JO 2016 - TennisLes ramasseurs de balles sont un peu à la ramasse

A Rio, on a engagé des jeunes gens vraiment inexpérimentés pour officier sur les courts. Et ça se voit beaucoup trop.

par
Oliver Dufour
Rio
Le regard noir de Timea Bacsinszky fusille un jeune préposé, lequel ne fait apparemment pas tout juste.

Le regard noir de Timea Bacsinszky fusille un jeune préposé, lequel ne fait apparemment pas tout juste.

photo: Keystone/Laurent Gillieron

Imaginez-vous en train de distribuer des balles de tennis aux meilleurs joueurs de la planète (à ceux qui sont présents aux Jeux, en tout cas). C'est le rêve que vivent 50 jeunes volontaires brésiliens, à Rio. Pour cela, ils n'ont eu qu'à postuler par formulaire, à s'entraîner et à passer un test final l'été dernier.

Cela n'a pas empêché d'assister à des scènes plutôt inédites dans des tournois de ce calibre.
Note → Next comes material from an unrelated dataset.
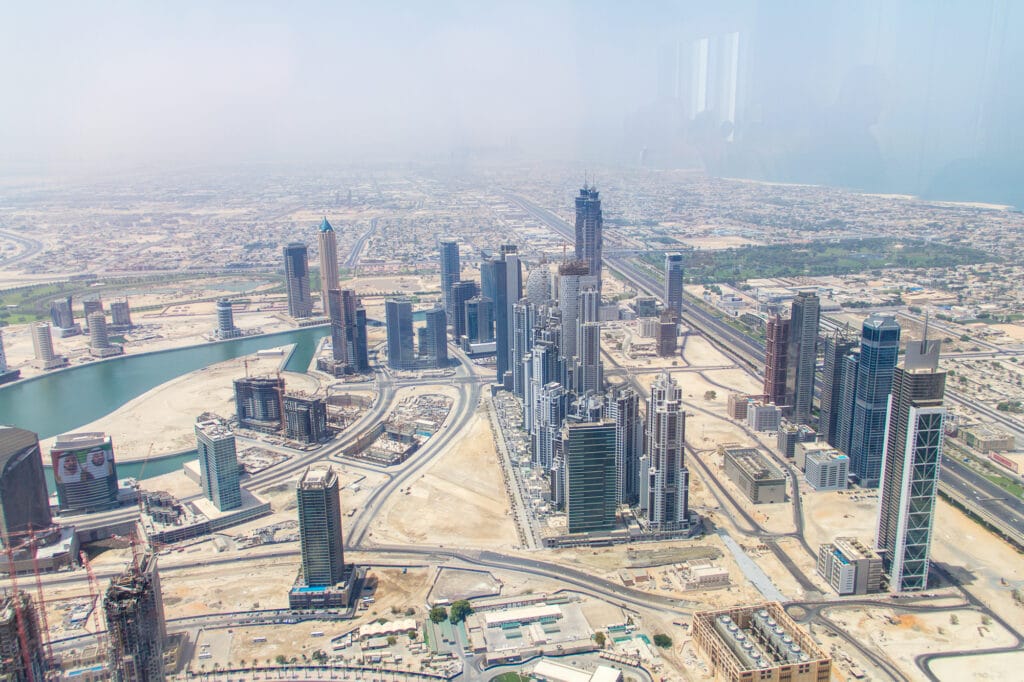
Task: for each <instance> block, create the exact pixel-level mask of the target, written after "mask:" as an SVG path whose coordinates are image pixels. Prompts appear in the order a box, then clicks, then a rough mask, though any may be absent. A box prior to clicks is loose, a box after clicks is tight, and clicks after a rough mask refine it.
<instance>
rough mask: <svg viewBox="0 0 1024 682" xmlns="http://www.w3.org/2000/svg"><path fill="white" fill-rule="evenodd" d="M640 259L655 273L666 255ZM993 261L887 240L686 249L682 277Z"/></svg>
mask: <svg viewBox="0 0 1024 682" xmlns="http://www.w3.org/2000/svg"><path fill="white" fill-rule="evenodd" d="M642 258H643V259H644V260H645V261H646V262H648V263H650V264H651V265H654V266H656V267H657V268H658V269H660V267H662V266H663V264H664V259H665V256H664V255H659V254H646V255H644V256H642ZM997 260H998V259H997V258H996V257H994V256H992V255H990V254H988V253H985V252H984V251H981V250H979V249H974V248H971V247H968V246H962V245H953V244H941V245H940V244H935V243H928V242H915V241H906V240H894V239H890V238H871V239H863V240H858V239H850V240H840V241H837V242H813V243H811V244H807V245H794V244H773V245H769V246H743V247H738V248H733V249H722V250H715V251H709V250H700V251H688V252H687V253H686V279H687V281H689V282H693V283H696V284H711V283H713V282H729V283H733V282H743V281H744V280H752V279H755V278H787V276H800V275H804V276H822V275H826V274H851V273H857V272H865V271H867V270H881V269H886V268H894V267H900V268H912V267H953V266H955V265H968V264H973V263H987V262H993V261H997Z"/></svg>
Comme avec Timea Bacsinszky, qui a eu plus d'une occasion de s'énerver, samedi. Elle a notamment dû insister pour qu'un ramasseur retourne chercher des balles parties derrière les panneaux publicitaires. L'agacement se lisait sur son visage.

S'habituer au bricolage

Certains des ramasseurs avaient l'air perdus sur le court, ramant avec la posture et la gestuelle à adopter. D'autres semblaient s'ennuyer ferme avec des regards absents. Lennon (24 ans) et Joao (19), deux Cariocas dont c'est la première expérience du genre, ne boudent par contre pas leur plaisir. «Je joue un peu au tennis, pas très bien, avoue Lennon. Mais on a bossé dur pour être là.» Joao ajoute: «On a passé les tests en été, donc même avec la chaleur d'hier on était préparés. Mais pas facile de rester concentrés. On fait quand même des erreurs.» En 2012 à Londres, les joueurs avaient pu compter sur des ramasseurs mieux rodés par de grandes épreuves. Au Brésil, comme il n'existe aucun tournoi de très haut niveau, il faut s'habituer au bricolage.